The crowd finally stepped up for the midtempo mambo of "I Don't Care", which was buoyed by Danny McGough's surging organ and a mid-song shift into double time as pointless yet uncannily correct as something the Band might have done. That song was inspired by Parsley's grandmother, who stabbed her errant husband with a steak knife. It wound down to nothing but Parsley's haunted voice, and ended with a whispered motherfucker. With the massive exception of the bass player's white headband, Shivaree's lapses into vulgarity are a vital escape route from a genre that can be oppressively tasteful.

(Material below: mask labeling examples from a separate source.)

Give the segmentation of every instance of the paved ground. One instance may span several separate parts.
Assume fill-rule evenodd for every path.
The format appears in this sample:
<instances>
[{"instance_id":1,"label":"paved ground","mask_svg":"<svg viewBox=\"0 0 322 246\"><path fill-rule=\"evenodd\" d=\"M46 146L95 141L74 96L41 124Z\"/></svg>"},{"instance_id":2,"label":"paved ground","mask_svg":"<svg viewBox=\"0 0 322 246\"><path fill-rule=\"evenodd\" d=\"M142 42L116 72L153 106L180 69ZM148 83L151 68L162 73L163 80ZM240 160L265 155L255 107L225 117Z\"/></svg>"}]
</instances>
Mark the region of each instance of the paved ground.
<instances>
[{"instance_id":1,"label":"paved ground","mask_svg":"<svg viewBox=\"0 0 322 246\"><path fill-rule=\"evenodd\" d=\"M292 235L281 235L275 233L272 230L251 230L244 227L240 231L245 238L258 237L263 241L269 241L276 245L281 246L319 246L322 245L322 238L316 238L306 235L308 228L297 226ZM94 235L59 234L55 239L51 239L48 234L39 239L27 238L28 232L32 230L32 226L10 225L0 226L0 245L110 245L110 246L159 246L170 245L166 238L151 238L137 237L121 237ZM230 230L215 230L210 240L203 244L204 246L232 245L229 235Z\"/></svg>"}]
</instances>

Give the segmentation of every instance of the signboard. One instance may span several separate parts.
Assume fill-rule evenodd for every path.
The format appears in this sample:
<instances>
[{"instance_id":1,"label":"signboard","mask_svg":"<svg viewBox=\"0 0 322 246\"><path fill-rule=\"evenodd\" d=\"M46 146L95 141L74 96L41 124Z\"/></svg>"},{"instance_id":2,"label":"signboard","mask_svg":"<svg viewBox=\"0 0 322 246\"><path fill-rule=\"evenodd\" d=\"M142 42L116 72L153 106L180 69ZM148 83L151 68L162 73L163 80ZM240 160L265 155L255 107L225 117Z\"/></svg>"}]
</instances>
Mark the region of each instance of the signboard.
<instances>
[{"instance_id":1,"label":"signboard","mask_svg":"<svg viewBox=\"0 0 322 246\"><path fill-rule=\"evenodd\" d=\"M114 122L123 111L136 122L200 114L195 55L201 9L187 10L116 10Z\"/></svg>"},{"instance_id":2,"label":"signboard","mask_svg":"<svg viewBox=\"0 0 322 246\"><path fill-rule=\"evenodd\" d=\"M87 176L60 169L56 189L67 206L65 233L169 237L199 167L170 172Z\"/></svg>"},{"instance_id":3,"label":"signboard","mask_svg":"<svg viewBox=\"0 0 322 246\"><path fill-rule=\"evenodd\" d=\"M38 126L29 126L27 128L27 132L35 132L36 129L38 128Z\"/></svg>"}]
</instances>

Clem Snide is the complete New York band, even if frontman Eef Barzelay—it was a gala night for rococo names—is currently living in Nashville. As if to prove it, the band opened with Talking Heads' "Heaven", reworked into something approaching high-lonesome country. The rest of the set showcased Barzelay's literate perspective on life as a knock-kneed, bespectacled nerd. Toward the end of the '90s, Clem Snide was saddled with the alt-country tag, but spiritually it's descended from the Velvet Underground, with Pete Fitzpatrick's tuba and banjo replacing John Cale's viola. "Don't Be Afraid of Your Anger", the evening's penultimate song, mingled mushrooming dissonance with lightning turns into a folky shuffle. Beyond its musical confidence, Clem Snide has a crackerjack personality in Barzelay, who claimed, among other things, that he always comes up to Canada to work out new songs, and that our metric system was responsible for his guitar going out of tune. Either one of these bands could have taken home the blue ribbon, but Clem Snide had the edge, due mostly to Barzelay's uncorked wit. He managed to make all the studied screwiness endearing. The entire band was dressed in matching white suits with blue piping and each member's "animal spirit" embroidered on the back. For Barzelay, it's a deer at sunset. "Gentle and easily frightened," he explained softly. "That's me".